In our organization, this step involves aggregating annotations or labels (previously performed by Alice’s team) to our data to be able to perform ML training in a supervised manner. Other kinds of annotations are also aggregated automatically through inference of different ML models. In this step, the data is also structured to fit the schema of our tables defined in our data warehouse.
Loading is the phase where the transformed data is stored in a destination system, typically a data warehouse or a data lake, making it readily available for data users or applications.
At Alice Biometrics, the transformed data is loaded into our powerful data warehouse in BigQuery. This centralized repository serves as a key resource for ML users, allowing them to access easily the data that feed the ML models.

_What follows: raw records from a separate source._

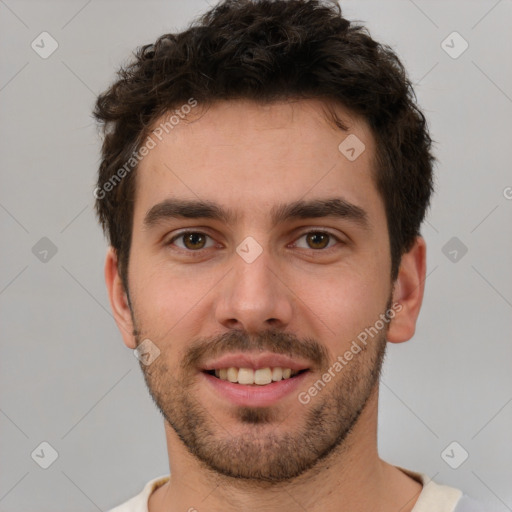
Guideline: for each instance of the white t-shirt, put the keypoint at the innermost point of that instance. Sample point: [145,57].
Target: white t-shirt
[433,497]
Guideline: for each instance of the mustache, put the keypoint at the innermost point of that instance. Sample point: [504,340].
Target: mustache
[241,341]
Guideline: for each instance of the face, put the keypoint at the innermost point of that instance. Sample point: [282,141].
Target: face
[282,261]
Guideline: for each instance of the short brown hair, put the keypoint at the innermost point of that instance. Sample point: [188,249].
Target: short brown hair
[270,50]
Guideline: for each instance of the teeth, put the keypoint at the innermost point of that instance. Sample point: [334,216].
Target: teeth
[248,376]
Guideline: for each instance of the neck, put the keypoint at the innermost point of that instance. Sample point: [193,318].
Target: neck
[352,477]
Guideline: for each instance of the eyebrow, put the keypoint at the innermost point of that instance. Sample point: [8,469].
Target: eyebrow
[197,209]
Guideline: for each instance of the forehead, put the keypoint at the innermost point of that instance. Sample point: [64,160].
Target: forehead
[251,156]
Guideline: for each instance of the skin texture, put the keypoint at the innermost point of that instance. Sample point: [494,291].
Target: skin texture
[305,296]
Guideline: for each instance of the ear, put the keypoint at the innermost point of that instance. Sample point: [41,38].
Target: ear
[408,292]
[118,299]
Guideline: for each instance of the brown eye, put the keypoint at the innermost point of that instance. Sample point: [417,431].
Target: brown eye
[191,240]
[317,240]
[194,240]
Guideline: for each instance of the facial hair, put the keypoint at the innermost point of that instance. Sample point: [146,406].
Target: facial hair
[264,453]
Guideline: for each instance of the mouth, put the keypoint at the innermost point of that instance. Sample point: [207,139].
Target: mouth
[254,377]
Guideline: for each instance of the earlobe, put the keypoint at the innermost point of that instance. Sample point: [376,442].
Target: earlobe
[408,292]
[118,299]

Various options exist for an analytical database, including data warehouses and data lakes, with different tools and services available for implementation. However, this will be discussed in a subsequent post.
Let’s now explore additional concepts associated with these ETL processes.

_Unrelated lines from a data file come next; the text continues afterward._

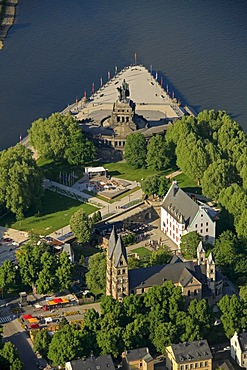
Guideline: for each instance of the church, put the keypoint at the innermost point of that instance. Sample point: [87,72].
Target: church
[198,279]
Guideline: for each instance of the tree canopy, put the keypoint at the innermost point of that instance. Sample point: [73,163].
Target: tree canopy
[60,137]
[135,150]
[155,184]
[20,180]
[189,244]
[158,153]
[96,276]
[81,225]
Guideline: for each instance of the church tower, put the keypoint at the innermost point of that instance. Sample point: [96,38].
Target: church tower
[201,254]
[109,257]
[211,272]
[120,274]
[117,275]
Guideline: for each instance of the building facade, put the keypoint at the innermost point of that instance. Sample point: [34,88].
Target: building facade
[197,280]
[138,359]
[187,356]
[239,349]
[180,215]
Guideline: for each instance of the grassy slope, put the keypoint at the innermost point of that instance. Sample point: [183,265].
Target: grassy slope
[54,213]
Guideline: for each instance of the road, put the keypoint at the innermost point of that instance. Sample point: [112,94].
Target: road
[14,333]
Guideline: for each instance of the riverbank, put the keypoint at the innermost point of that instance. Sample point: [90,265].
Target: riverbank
[7,18]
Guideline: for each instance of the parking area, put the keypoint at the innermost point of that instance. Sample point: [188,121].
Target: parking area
[10,241]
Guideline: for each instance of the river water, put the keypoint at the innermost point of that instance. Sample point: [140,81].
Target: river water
[58,48]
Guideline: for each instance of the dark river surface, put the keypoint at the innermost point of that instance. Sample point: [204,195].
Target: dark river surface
[58,48]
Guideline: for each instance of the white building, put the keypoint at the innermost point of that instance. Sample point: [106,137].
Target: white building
[180,215]
[239,349]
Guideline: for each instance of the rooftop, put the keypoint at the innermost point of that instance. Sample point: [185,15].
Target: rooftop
[138,354]
[93,363]
[192,351]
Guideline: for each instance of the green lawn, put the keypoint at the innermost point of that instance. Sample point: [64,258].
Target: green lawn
[54,213]
[56,170]
[124,171]
[187,184]
[142,252]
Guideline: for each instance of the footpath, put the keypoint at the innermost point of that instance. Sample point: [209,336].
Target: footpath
[7,17]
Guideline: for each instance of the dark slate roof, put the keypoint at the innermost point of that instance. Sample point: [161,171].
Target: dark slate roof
[242,337]
[68,249]
[112,242]
[156,275]
[138,354]
[119,251]
[93,363]
[175,259]
[179,205]
[186,277]
[192,351]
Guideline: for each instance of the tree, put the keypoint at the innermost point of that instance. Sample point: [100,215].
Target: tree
[232,317]
[7,274]
[217,176]
[96,277]
[20,180]
[46,282]
[64,271]
[225,250]
[160,257]
[66,345]
[201,314]
[164,336]
[10,356]
[155,184]
[189,244]
[192,157]
[158,157]
[135,150]
[42,340]
[59,137]
[81,226]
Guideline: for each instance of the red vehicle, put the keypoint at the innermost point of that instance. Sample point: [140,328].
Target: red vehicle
[34,326]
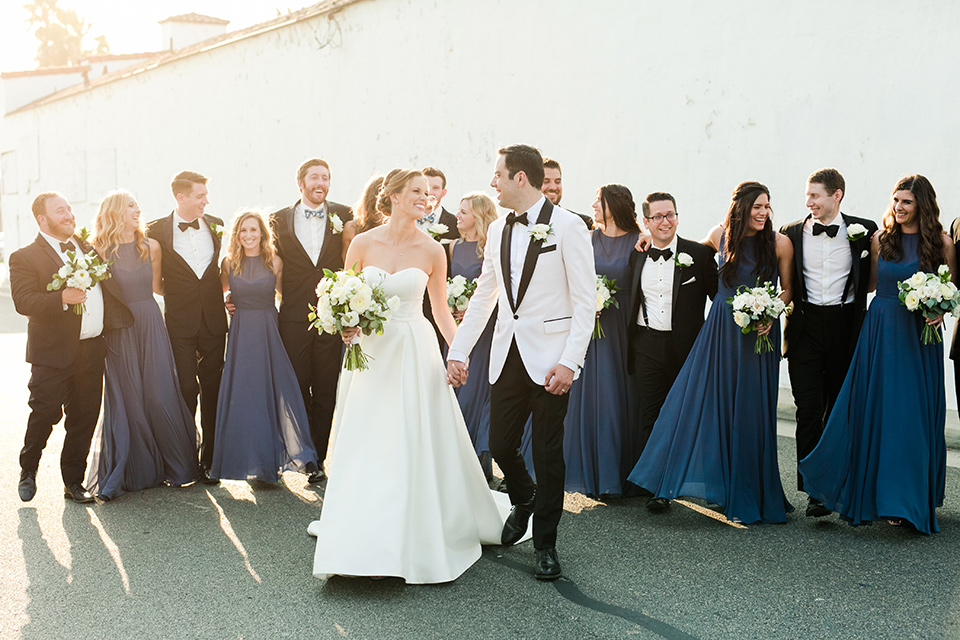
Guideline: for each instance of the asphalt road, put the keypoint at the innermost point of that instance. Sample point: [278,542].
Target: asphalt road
[234,561]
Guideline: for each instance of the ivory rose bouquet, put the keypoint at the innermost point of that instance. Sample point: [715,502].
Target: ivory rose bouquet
[344,300]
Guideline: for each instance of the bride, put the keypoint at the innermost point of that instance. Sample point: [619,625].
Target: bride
[406,495]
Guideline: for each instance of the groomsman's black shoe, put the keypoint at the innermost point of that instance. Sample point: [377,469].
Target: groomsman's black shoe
[28,485]
[77,493]
[548,566]
[516,524]
[815,508]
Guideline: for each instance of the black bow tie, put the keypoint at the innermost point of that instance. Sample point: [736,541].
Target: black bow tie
[656,254]
[514,218]
[830,230]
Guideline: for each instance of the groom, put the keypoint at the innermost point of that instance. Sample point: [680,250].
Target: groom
[538,271]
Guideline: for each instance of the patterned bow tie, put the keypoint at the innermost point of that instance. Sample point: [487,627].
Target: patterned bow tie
[830,230]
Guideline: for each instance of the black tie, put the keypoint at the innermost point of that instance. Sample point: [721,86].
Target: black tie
[513,218]
[656,254]
[830,230]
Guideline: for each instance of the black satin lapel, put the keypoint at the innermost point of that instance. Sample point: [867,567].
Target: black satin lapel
[505,264]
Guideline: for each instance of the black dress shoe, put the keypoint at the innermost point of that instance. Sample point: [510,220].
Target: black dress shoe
[516,523]
[657,505]
[548,566]
[28,485]
[816,509]
[77,493]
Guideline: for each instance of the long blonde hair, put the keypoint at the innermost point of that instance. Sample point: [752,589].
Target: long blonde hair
[109,223]
[484,212]
[235,253]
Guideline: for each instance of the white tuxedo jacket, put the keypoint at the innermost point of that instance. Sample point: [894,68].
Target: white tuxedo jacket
[553,316]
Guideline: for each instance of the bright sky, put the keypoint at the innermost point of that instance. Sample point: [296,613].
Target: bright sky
[130,26]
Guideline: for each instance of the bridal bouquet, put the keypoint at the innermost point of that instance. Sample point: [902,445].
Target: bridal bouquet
[931,295]
[344,300]
[754,307]
[81,271]
[606,290]
[459,292]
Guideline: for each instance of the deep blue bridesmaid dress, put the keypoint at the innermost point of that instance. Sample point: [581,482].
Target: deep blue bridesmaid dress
[599,414]
[882,454]
[716,437]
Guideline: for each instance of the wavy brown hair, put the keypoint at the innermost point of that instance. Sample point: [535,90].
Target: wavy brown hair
[109,223]
[928,215]
[235,249]
[735,227]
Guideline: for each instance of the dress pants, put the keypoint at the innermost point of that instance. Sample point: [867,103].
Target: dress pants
[513,397]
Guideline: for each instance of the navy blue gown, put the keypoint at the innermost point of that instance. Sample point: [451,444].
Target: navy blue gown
[262,426]
[882,454]
[146,436]
[716,437]
[599,414]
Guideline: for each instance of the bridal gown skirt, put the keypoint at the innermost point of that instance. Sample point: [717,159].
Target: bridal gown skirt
[406,496]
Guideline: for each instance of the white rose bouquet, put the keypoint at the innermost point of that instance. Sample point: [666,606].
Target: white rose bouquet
[345,300]
[81,271]
[930,295]
[606,290]
[459,292]
[754,307]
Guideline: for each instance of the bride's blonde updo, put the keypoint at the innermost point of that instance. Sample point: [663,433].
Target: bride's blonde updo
[393,183]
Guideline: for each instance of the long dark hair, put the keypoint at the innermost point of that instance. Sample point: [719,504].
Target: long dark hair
[931,231]
[735,230]
[618,200]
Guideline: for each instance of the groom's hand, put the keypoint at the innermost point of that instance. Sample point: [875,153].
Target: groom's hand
[559,379]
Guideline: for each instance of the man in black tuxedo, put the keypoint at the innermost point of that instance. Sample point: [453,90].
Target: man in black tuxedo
[65,350]
[308,240]
[832,271]
[193,301]
[669,286]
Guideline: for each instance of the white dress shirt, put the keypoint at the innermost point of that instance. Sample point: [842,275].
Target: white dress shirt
[826,264]
[91,322]
[311,231]
[195,246]
[656,282]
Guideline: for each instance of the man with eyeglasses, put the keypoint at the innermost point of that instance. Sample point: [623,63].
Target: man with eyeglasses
[669,287]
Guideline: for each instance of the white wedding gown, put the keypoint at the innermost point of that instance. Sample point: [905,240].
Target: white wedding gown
[406,495]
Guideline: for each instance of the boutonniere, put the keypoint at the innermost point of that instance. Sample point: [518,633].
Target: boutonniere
[540,231]
[437,229]
[855,232]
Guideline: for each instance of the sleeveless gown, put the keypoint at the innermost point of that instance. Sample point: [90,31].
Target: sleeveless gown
[596,431]
[146,436]
[262,426]
[716,436]
[406,496]
[882,454]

ETL is usually orchestrated using data pipelines, that is, these processes are executed periodically in a controlled and automated manner (data orchestration).
There are multiple tools for orchestrating ETL processes through data pipelines including Apache Airflow, AWS Glue, Azure Data Factory, etc. In Alice, we use cronjobs in Kubernetes for orchestrating our ETL processes.
Batch or streaming ETL
There are two different approaches regarding data processing for performing ETL processes:
- Batch ETL involves processing data in batches at scheduled intervals or triggered based upon some event. Data is collected over a period, and then the entire batch is processed at once.
- Streaming ETL processes data in real-time, that is, as soon as it’s generated or ingested.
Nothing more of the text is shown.